His organization has received about $ 10 million so far to help front-line coronavirus responders in the West Bank, Italy and Haiti. But he said the aid was being released “demonstrably slower” than in past global health crises, such as the Ebola outbreak in 2014 and 2015.
“We’re trying to get ahead of this situation; our goal is to get the prevention going early,” Mr. O’Keefe said. “Because the fewer cases there are, before things develop, the fewer people are going to suffer and die.”
The money provided by the State Department and the U.S. aid agency largely is to pay for messaging campaigns to educate people on how to protect themselves from the virus, to provide water and sanitation services like hand-washing stations, and to offer health services to refugees, migrants and other homeless people. Some of the funds have been spent on infection prevention and control.
Part of the delay in delivering the funds has been blamed on what officials in the Trump administration and in Congress described as an unresolved debate over whether the money can also be used to buy masks, gowns and other personal protective equipment for health workers who are treating coronavirus patients abroad.
Since April, the White House has been weighing whether to ban funding for protective medical gear overseas while the equipment is needed by health providers in the United States. Last month, the U.S. aid agency told some relief groups it could not use the money for personal protective equipment until the White House issued its policy.
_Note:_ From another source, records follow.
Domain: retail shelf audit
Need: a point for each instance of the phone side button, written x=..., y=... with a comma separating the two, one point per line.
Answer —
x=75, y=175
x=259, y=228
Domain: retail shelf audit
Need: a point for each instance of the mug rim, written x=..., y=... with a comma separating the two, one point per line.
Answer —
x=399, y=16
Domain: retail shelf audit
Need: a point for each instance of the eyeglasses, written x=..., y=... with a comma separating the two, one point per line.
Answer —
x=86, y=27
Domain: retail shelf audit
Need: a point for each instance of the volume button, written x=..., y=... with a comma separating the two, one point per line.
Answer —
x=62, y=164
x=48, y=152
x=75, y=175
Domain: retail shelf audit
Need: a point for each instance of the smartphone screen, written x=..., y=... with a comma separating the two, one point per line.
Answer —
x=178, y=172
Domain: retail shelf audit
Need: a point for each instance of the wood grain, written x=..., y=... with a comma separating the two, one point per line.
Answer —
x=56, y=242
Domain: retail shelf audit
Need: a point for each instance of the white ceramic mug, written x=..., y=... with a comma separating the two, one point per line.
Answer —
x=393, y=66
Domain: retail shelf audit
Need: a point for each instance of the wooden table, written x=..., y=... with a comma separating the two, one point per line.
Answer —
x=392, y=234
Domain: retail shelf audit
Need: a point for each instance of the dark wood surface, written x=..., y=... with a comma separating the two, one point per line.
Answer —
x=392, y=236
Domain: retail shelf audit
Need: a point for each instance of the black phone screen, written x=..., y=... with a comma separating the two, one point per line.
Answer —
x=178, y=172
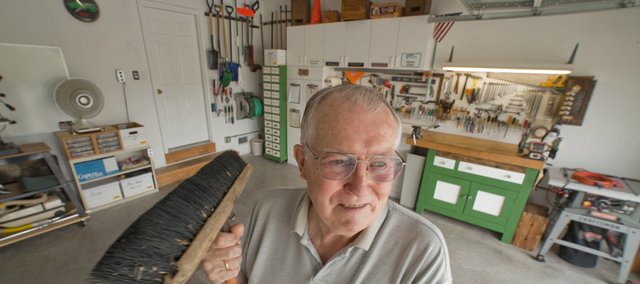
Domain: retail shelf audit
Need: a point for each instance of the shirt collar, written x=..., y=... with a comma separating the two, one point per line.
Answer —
x=364, y=240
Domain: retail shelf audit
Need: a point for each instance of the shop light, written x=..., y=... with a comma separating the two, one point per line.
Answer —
x=518, y=70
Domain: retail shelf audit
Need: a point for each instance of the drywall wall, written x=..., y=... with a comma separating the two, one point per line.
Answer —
x=94, y=50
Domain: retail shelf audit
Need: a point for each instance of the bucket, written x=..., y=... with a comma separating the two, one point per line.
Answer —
x=256, y=146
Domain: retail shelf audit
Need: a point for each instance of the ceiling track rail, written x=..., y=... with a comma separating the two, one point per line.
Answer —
x=479, y=10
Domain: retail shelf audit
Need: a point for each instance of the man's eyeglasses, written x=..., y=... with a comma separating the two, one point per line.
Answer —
x=339, y=166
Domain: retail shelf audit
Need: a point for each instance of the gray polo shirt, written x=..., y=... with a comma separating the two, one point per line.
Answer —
x=399, y=247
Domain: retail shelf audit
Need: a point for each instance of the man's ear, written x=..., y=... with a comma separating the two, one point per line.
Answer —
x=298, y=152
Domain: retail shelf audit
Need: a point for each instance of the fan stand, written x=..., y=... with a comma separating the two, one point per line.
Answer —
x=84, y=126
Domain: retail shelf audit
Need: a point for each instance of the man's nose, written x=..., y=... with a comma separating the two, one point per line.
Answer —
x=360, y=176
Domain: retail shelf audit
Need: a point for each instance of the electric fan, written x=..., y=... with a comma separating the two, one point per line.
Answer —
x=81, y=99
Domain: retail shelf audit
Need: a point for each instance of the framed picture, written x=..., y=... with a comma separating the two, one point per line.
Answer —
x=573, y=103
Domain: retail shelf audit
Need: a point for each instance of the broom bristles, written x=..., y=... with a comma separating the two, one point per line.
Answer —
x=149, y=249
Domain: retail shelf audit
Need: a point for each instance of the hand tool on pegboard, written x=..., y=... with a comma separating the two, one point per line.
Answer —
x=212, y=55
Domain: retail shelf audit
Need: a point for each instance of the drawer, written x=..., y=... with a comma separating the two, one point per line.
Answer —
x=491, y=172
x=444, y=162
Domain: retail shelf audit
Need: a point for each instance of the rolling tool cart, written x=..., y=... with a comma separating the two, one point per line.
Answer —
x=602, y=201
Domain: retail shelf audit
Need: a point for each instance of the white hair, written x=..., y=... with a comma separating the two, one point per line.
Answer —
x=368, y=97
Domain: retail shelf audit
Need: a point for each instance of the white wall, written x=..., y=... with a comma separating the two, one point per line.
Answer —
x=94, y=50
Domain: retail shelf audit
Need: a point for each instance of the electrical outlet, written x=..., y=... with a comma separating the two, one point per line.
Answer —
x=120, y=76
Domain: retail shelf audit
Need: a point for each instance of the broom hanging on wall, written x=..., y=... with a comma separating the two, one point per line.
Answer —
x=167, y=243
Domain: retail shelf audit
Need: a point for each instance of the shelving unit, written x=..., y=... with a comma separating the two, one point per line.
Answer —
x=107, y=179
x=74, y=209
x=275, y=105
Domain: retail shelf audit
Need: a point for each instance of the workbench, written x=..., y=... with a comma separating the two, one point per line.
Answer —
x=75, y=211
x=625, y=222
x=481, y=182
Mr. Barsa has for weeks told relief groups that a decision is expected imminently, but until then, the ban applies to new aid contracts on a limited basis.
Nazanin Ash, a former senior official at both the U.S. aid agency and the State Department, said it had generally taken 30 to 45 days for humanitarian assistance funding to be delivered to relief organizations during the Ebola outbreak across West Africa and parts of Europe.
“Now it’s stretching to three to four months for funds to reach front-line responders, for a pandemic orders of magnitude greater that Ebola and for which prevention is the essential approach,” said Ms. Ash, who is currently a vice president at the International Rescue Committee.
The delay also comes as government officials and relief groups are trying to predict how much more money will be needed to confront the virus in the months and years to come, especially in poor and unstable nations that depend on American support.
Officials are considering projections of $ 5 billion to $ 12 billion for future global coronavirus response efforts that the United States funds. Congressional officials and relief workers voiced concern that vast amounts of additional resources would not be approved if the money that had already been appropriated continued to sit unspent.
Ms. Ash worked as a top staff member for foreign assistance at the U.S. aid agency under President George W. Bush, and later as a deputy assistant secretary of state under President Barack Obama. She said the agency had long been recognized as among the world’s most effective disaster aid responders, no matter its political leadership.
“Their absence on Covid response is a gaping hole,” she said.